Aoraciones: Oración por los difuntos

Oración por los difuntos

 Oración por un ser querido fallecido


“Padre santo, Dios eterno y Todopoderoso, te pedimos por (el nombre del difunto), que llamaste de este mundo.


Dale la felicidad, la luz y la paz. Que él, habiendo pasado por la muerte, participe con los santos de la luz eterna, como le prometiste a Abraham y a su descendencia.


Que su alma no sufra más, y te dignes a resucitarlo con los santos el día de la resurrección y la recompensa.


Perdónale sus pecados, para que alcance junto a ti la vida inmortal en el reino eterno.

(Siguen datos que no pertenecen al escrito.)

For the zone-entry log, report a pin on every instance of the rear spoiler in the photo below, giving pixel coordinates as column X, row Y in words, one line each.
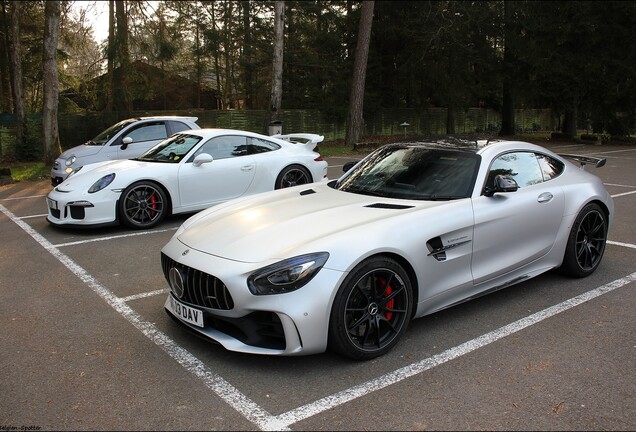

Por Jesucristo, Tu Hijo, en la unidad del Espíritu Santo. Amén.”


Oración por un difunto

¡Oh Dios! Nuestro creador y redentor, con tu poder Cristo conquistó la muerte y volvió a ti glorioso. Que todos tus hijos que nos han precedido en la fe (especialmente N...) participen de su victoria y disfruten para siempre de la visión de tu gloria donde Cristo vive y reina contigo y el Espíritu Santo, Dios, por los siglos de los siglos. Amén.


Dales, Señor, el descanso eterno. Brille para ellos la luz perpetua. Descansen en paz. Amén.


María, Madre de Dios, y Madre de misericordia, ruega por nosotros y por todos los que han muerto en el regazo del Señor. Amén.”


Oración de San Agustín

Oración de San Agustín


“No lloréis si me amabais. ¡Si conocierais el don de Dios y lo que es el Cielo! ¡Si pudiérais oír el cántico de los Ángeles y verme en medio de ellos! ¡Si pudiérais ver con vuestros ojos los horizontes, los campos eternos y los nuevos senderos que atravieso! ¡Si por un instante pudiérais contemplar como yo la belleza ante la cual todas las bellezas palidecen!


Creedme: Cuando la muerte venga a romper vuestras ligaduras como ha roto las que a mí me encadenaban y, cuando un día que Dios ha fijado y conoce, vuestra alma venga a este Cielo en el que os ha precedido la mía, ese día volveréis a ver a aquel que os amaba y que siempre os ama, y encontraréis su corazón con todas sus ternuras purificadas.


Volveréis a verme, pero transfigurado y feliz, no ya esperando la muerte, sino avanzando con vosotros por los senderos nuevos de la Luz y de la Vida, bebiendo con embriaguez a los pies de Dios un néctar del cual nadie se saciará jamás. Amén.”